An accusation of genocide has been made at the International Court of Justice by South Africa (News, 19 January). Émile Zola’s words, “J’accuse,” quoted by the prosecutor, Gideon Hausner, at Eichmann’s trial in the 1960s, now point to Israel itself: a reality that, before Gaza, might have been unimaginable.

The legal wranglings will continue for a long time, eventually receding, perhaps. But that gravest of accusations now levelled at the Israeli government will hang heavily for generations to come — a grim irony, if you accept that it was a catastrophic act of genocide which actually precipitated the foundation of Israel in 1948. Those once fleeing persecution must now reckon with the shameful moniker of being “perpetrator”.

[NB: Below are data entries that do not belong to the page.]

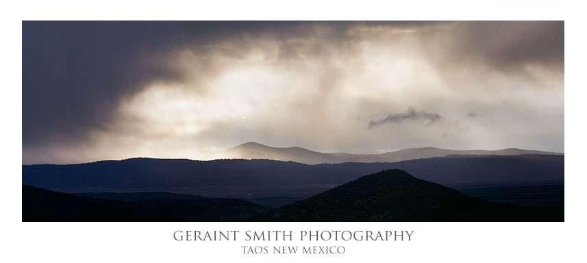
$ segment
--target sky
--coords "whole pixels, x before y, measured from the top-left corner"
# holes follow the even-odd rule
[[[564,152],[563,21],[23,21],[23,164]]]

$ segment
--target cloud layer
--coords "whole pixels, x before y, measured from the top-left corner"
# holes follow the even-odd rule
[[[251,141],[564,151],[564,27],[25,21],[23,162],[205,158]]]

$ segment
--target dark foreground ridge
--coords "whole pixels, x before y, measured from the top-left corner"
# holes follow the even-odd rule
[[[486,202],[404,171],[362,176],[308,199],[252,217],[266,221],[562,221],[564,208]]]
[[[90,198],[23,185],[23,221],[166,221],[167,199],[161,194],[110,193],[95,194],[109,199]],[[236,199],[188,195],[170,195],[170,221],[236,221],[272,209]]]

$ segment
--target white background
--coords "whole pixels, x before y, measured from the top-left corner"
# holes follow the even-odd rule
[[[1,262],[586,262],[584,8],[572,1],[23,1],[3,3]],[[23,20],[564,20],[564,223],[22,223]],[[175,230],[413,230],[412,240],[184,241]],[[297,239],[295,237],[295,240]],[[245,255],[242,245],[343,245],[343,255]]]

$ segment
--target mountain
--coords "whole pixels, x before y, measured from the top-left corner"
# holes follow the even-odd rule
[[[492,203],[390,169],[246,219],[261,221],[562,221],[562,207]]]
[[[564,156],[449,156],[398,163],[310,165],[271,160],[132,158],[23,165],[23,184],[61,192],[170,191],[212,197],[308,197],[362,175],[400,169],[440,184],[562,184]]]
[[[130,195],[149,196],[138,193]],[[126,197],[110,193],[109,196]],[[177,197],[177,195],[175,196]],[[248,202],[224,198],[170,198],[173,221],[236,221],[272,208]],[[23,221],[166,221],[166,198],[133,202],[90,198],[23,185]]]
[[[442,157],[447,155],[519,155],[563,154],[551,152],[521,150],[516,148],[498,150],[459,150],[439,149],[434,147],[410,148],[377,154],[322,153],[299,147],[275,148],[255,142],[248,142],[218,152],[212,153],[215,158],[270,159],[291,161],[315,165],[320,163],[391,163],[425,158]]]

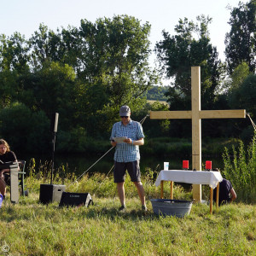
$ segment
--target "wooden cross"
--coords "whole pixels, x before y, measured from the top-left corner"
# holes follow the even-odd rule
[[[151,111],[150,119],[192,119],[192,166],[201,171],[201,125],[202,119],[246,118],[245,109],[201,110],[200,67],[191,67],[191,111]],[[193,198],[201,202],[201,185],[193,184]]]

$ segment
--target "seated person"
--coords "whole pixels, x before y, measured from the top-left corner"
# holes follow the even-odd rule
[[[213,189],[213,200],[216,202],[216,190]],[[236,198],[236,194],[232,187],[231,183],[224,178],[221,183],[219,183],[219,192],[218,192],[218,205],[227,204]]]
[[[10,151],[8,143],[0,139],[0,167],[1,165],[6,162],[17,161],[16,155],[14,152]],[[9,169],[0,170],[0,193],[3,195],[3,199],[5,199],[6,185],[9,185]]]

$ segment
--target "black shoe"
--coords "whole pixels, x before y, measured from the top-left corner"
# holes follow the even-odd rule
[[[125,212],[126,207],[125,207],[125,206],[121,206],[119,210],[119,212]]]

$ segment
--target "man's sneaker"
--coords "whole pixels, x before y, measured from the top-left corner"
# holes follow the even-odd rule
[[[142,206],[142,210],[143,210],[143,212],[147,212],[147,211],[148,211],[148,208],[147,208],[146,206]]]
[[[119,207],[119,212],[125,212],[125,210],[126,210],[125,206],[121,206],[121,207]]]

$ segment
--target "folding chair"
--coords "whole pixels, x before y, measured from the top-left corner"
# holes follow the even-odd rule
[[[19,174],[19,185],[20,185],[21,188],[21,193],[20,195],[25,196],[27,195],[27,191],[25,190],[25,184],[24,184],[24,175],[26,174],[25,172],[25,166],[26,166],[26,161],[25,160],[18,160],[19,163],[19,167],[20,171],[18,172]]]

There might a reckoning, too, for many of us who are engaged in Holocaust remembrance today; for, while there is no connection between Israel’s actions and the act of remembering the Holocaust, we may find ourselves, none the less, cast as co-defendants with the Israeli government in a binary outlook that sees us as “birds of a feather”.

This would be unfair, but it is a real possibility: I would be unsurprised if many of those who once received ambassadors of HMD with enthusiasm now harboured scepticism or weariness. Looking from Auschwitz to Gaza, they might ask: “What is the point of all this? The whole world is deaf, blind.”


DOES such questioning sound a death knell for Holocaust remembrance today? I hope not.

During my work for Memorial Day, I participated in events involving students, poets, artists, musicians, faith groups, and community groups around Wales — a rich tapestry of encounters.

Always, my mind was drawn to remember the dead of Auschwitz, of course. But I remembered, too, the victims of more recent evils. That remembering renewed my determination to do all that I could to deprive such evil of its currency.

This year, HMD 2024, I will do the same. My tragic roll call of the dead will be longer, and will include Israelis, Gazans, and others, struck down by humanity’s inhumanities. And I will hope that my thoughts may coalesce somehow, with a collective, global commitment to pursuing peace.

In this lies the undeniable power of Holocaust remembrance: to unify disparate beings in good purposes. I was privileged to work for its observance. I will do so proudly again this year.


The Revd Richard H. Spencer is a supply teacher and was formerly a parish priest in the Church in Wales, Lecturer in New Testament Studies at Cardiff University, and Wales Support Worker for the Holcaust Memorial Day Trust.
Holocaust Memorial Day is observed tomorrow.